Speech-to-Speech Dialogue: Delivers high MOS and model-as-judge scores on MSIB, with clear advantages in emotional expressiveness, role-playing, and creative capacity.
Figure 6: Evaluation across image, video, and audio modalities; InteractiveOmni outperforms current leading multi-modal models on open-source benchmarks.

Figure 7: Human evaluation of speech-to-speech interactions on MSIB, showing InteractiveOmni's superiority in conversational quality and expressiveness.

Implementation Considerations and Trade-offs

Parameter Efficiency: InteractiveOmni-4B retains 97% of the 8B model's performance at half the size, and matches or exceeds larger models like Qwen2.5-Omni-7B on general benchmarks.
Unified End-to-End Pipeline: The architecture supports seamless integration of all modalities, reducing system complexity and latency compared to cascaded ASR-LLM-TTS pipelines.
Streaming and Real-time Capabilities: The interleaved token generation enables low-latency, streaming speech output, suitable for interactive applications.
Data and Compute Requirements: The model leverages extensive open-source, synthetic, and in-house data, with multi-stage training and large context windows, necessitating significant compute resources for pre-training and fine-tuning.
Limitations: Despite strong results, performance degrades with increased memory burden, and further improvements in long-term context modeling and multi-modal alignment remain open challenges.

Implications and Future Directions

InteractiveOmni establishes a new standard for open-source, parameter-efficient omni-modal LLMs with robust multi-turn, multi-modal, and speech-to-speech capabilities.

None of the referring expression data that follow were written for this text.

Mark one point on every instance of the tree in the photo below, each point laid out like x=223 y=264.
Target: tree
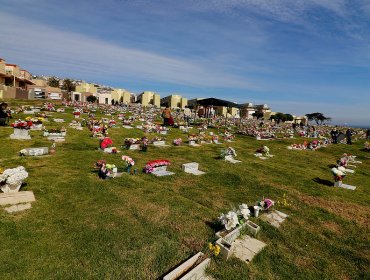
x=319 y=118
x=91 y=98
x=258 y=115
x=289 y=117
x=53 y=82
x=68 y=85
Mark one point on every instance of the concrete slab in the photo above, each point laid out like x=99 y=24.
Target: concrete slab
x=18 y=208
x=246 y=248
x=274 y=218
x=17 y=197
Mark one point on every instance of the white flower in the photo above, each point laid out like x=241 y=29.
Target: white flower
x=14 y=176
x=243 y=208
x=342 y=169
x=230 y=220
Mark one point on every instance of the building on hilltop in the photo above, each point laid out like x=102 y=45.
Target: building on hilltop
x=13 y=81
x=87 y=87
x=217 y=106
x=149 y=98
x=174 y=101
x=122 y=96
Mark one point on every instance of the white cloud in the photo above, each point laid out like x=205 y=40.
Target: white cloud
x=52 y=49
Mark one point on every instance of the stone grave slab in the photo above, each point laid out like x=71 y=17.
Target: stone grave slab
x=193 y=144
x=183 y=272
x=18 y=208
x=35 y=151
x=231 y=159
x=134 y=147
x=192 y=168
x=162 y=173
x=274 y=218
x=56 y=138
x=246 y=248
x=348 y=187
x=20 y=134
x=160 y=144
x=16 y=197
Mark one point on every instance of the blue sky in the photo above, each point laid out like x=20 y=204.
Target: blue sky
x=298 y=56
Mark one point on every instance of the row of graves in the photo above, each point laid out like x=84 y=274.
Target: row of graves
x=343 y=168
x=238 y=237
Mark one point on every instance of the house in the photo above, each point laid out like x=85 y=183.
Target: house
x=247 y=110
x=13 y=81
x=149 y=98
x=174 y=101
x=87 y=87
x=121 y=95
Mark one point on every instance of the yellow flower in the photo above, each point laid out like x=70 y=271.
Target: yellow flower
x=217 y=250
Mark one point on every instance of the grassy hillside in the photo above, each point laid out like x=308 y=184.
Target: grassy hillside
x=141 y=226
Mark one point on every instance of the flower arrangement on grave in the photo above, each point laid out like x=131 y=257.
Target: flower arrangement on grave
x=129 y=162
x=228 y=136
x=264 y=150
x=22 y=124
x=144 y=143
x=193 y=137
x=105 y=170
x=150 y=165
x=214 y=249
x=35 y=120
x=266 y=204
x=177 y=141
x=229 y=220
x=338 y=174
x=112 y=123
x=11 y=179
x=284 y=202
x=236 y=217
x=131 y=141
x=54 y=130
x=128 y=122
x=156 y=139
x=367 y=146
x=228 y=152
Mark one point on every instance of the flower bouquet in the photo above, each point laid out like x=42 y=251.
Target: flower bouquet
x=144 y=144
x=112 y=123
x=77 y=114
x=129 y=162
x=22 y=124
x=152 y=165
x=265 y=204
x=177 y=141
x=339 y=174
x=11 y=179
x=228 y=152
x=131 y=141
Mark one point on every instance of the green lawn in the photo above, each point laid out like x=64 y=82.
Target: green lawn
x=140 y=227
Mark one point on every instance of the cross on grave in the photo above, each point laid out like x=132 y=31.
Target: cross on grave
x=192 y=168
x=231 y=159
x=274 y=218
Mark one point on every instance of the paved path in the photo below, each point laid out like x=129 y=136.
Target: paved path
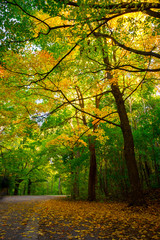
x=18 y=219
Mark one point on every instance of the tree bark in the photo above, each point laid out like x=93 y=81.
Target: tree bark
x=92 y=172
x=136 y=189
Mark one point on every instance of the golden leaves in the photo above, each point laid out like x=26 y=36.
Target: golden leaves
x=79 y=220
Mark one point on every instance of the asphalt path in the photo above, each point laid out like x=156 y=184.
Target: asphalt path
x=18 y=219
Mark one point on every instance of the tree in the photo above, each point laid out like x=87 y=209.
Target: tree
x=97 y=36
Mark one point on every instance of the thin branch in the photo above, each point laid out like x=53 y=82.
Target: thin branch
x=93 y=126
x=139 y=82
x=144 y=53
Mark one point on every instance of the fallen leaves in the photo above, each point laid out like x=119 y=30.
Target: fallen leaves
x=62 y=219
x=84 y=220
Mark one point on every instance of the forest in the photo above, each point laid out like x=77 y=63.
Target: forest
x=80 y=98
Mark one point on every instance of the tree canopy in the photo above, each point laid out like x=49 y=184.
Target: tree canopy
x=80 y=94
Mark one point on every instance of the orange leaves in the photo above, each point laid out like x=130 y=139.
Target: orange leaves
x=66 y=140
x=81 y=220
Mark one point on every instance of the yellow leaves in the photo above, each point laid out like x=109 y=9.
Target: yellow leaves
x=79 y=220
x=66 y=140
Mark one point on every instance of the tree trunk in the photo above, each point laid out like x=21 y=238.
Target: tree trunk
x=29 y=186
x=136 y=190
x=92 y=172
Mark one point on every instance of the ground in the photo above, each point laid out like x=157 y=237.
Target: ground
x=49 y=217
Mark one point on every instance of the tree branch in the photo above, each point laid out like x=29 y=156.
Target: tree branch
x=144 y=53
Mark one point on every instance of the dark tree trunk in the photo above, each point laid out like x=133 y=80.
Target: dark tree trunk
x=76 y=184
x=136 y=190
x=59 y=187
x=92 y=172
x=29 y=186
x=16 y=188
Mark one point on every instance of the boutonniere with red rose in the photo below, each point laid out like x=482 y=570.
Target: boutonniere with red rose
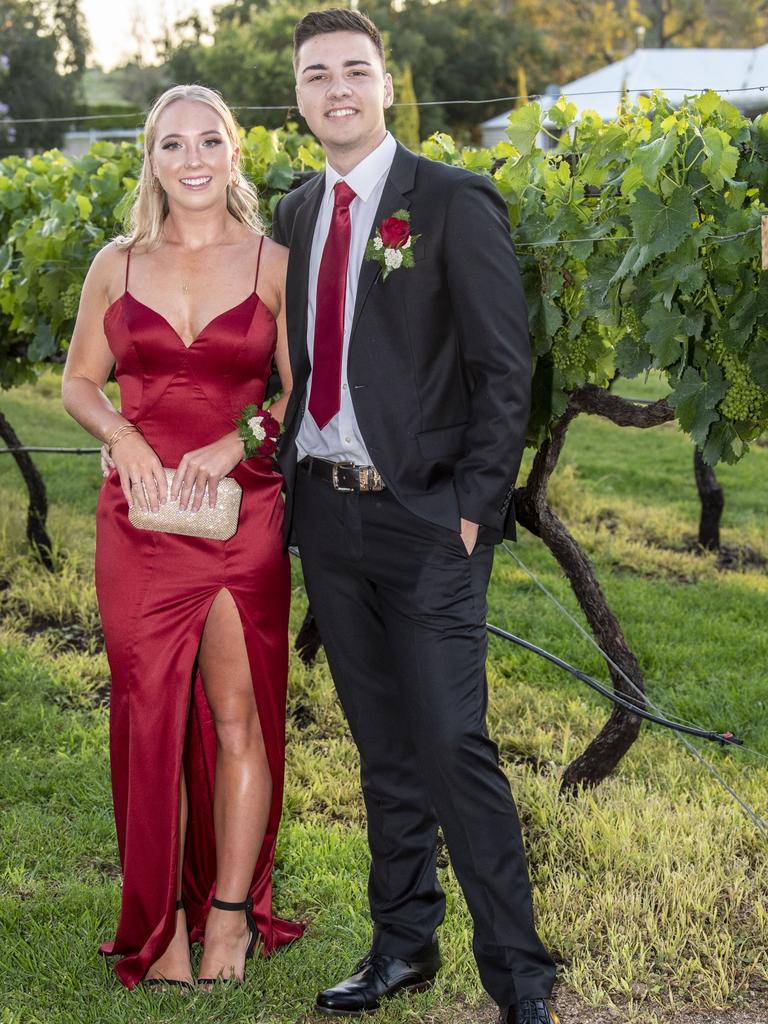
x=391 y=247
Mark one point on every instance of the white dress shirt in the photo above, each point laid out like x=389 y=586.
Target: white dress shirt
x=340 y=439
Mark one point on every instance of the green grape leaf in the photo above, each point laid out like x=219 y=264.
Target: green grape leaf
x=694 y=399
x=722 y=157
x=42 y=345
x=666 y=331
x=632 y=356
x=758 y=363
x=524 y=125
x=651 y=158
x=659 y=226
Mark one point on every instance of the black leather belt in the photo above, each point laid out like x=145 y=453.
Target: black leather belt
x=344 y=476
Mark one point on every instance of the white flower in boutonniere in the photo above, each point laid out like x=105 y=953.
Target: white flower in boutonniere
x=259 y=431
x=393 y=258
x=390 y=247
x=257 y=428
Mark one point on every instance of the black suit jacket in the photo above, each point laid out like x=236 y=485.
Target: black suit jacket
x=439 y=358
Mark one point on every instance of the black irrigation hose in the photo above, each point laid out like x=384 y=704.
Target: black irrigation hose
x=724 y=738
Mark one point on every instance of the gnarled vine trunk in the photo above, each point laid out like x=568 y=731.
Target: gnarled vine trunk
x=37 y=513
x=713 y=501
x=532 y=511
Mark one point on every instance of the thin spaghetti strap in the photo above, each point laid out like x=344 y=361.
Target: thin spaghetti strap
x=258 y=262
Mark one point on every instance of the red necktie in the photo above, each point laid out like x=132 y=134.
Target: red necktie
x=325 y=396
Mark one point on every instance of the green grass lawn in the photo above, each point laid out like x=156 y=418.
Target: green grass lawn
x=650 y=890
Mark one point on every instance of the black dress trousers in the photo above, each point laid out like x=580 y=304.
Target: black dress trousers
x=401 y=610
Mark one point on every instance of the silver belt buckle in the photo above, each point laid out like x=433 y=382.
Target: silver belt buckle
x=335 y=477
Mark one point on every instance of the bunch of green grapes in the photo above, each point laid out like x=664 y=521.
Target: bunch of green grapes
x=70 y=300
x=569 y=354
x=743 y=399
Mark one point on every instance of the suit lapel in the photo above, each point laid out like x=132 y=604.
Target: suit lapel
x=399 y=182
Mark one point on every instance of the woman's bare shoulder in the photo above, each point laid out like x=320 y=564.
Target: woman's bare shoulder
x=108 y=268
x=275 y=252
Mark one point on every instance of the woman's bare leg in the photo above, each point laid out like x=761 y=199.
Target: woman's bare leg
x=174 y=964
x=244 y=785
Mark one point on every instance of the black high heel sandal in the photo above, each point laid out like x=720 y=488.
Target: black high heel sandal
x=247 y=906
x=162 y=984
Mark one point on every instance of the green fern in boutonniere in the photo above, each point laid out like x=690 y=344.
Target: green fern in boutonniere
x=391 y=247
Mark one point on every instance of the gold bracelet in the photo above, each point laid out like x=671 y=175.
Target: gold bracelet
x=126 y=428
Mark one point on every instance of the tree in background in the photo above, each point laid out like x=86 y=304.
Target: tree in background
x=706 y=23
x=44 y=45
x=251 y=59
x=403 y=116
x=463 y=49
x=457 y=49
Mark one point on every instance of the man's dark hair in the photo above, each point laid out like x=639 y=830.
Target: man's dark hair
x=317 y=23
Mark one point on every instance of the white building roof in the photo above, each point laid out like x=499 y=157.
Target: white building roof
x=676 y=72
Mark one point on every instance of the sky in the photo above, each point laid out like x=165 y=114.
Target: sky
x=115 y=27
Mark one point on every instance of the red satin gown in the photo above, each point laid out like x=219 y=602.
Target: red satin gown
x=155 y=591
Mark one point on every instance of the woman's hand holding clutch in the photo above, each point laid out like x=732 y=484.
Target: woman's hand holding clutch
x=204 y=468
x=141 y=475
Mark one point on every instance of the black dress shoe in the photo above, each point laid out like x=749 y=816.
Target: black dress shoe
x=376 y=978
x=529 y=1012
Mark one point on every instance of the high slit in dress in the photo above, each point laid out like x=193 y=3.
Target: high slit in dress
x=155 y=591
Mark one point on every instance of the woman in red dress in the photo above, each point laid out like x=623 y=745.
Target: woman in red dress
x=189 y=311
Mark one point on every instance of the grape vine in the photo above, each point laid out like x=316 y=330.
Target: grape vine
x=638 y=242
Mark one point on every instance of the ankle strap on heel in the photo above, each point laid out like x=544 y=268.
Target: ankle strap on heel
x=221 y=904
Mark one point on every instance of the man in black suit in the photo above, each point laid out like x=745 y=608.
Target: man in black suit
x=403 y=436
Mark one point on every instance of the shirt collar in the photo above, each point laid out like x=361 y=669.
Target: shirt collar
x=365 y=177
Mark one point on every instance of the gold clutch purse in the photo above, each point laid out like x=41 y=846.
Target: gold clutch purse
x=218 y=523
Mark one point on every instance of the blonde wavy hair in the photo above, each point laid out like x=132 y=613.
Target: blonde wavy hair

The unified architecture and training paradigm facilitate deployment in real-world interactive systems, including AI assistants, accessibility tools, and multi-modal agents.

The results highlight the importance of high-quality, multi-turn, multi-modal data and end-to-end training for achieving human-like conversational flow and memory. Future work should focus on:

Enhancing real-time efficiency and reducing inference latency for deployment on edge devices.
Expanding the model's capacity for abstract, cross-modal reasoning and more complex inter-modal relationships.
Further improving long-term memory and context retention, especially in extended multi-turn dialogues.
Exploring more advanced alignment and fusion strategies for heterogeneous modalities.

Conclusion

InteractiveOmni demonstrates that a unified, open-source omni-modal LLM can achieve state-of-the-art performance in multi-turn audio-visual dialogue, long-term memory, and expressive speech generation, while maintaining parameter efficiency. The model's architecture, training methodology, and benchmark results provide a robust foundation for the next generation of multi-modal AI assistants and interactive systems, with significant implications for both research and practical deployment.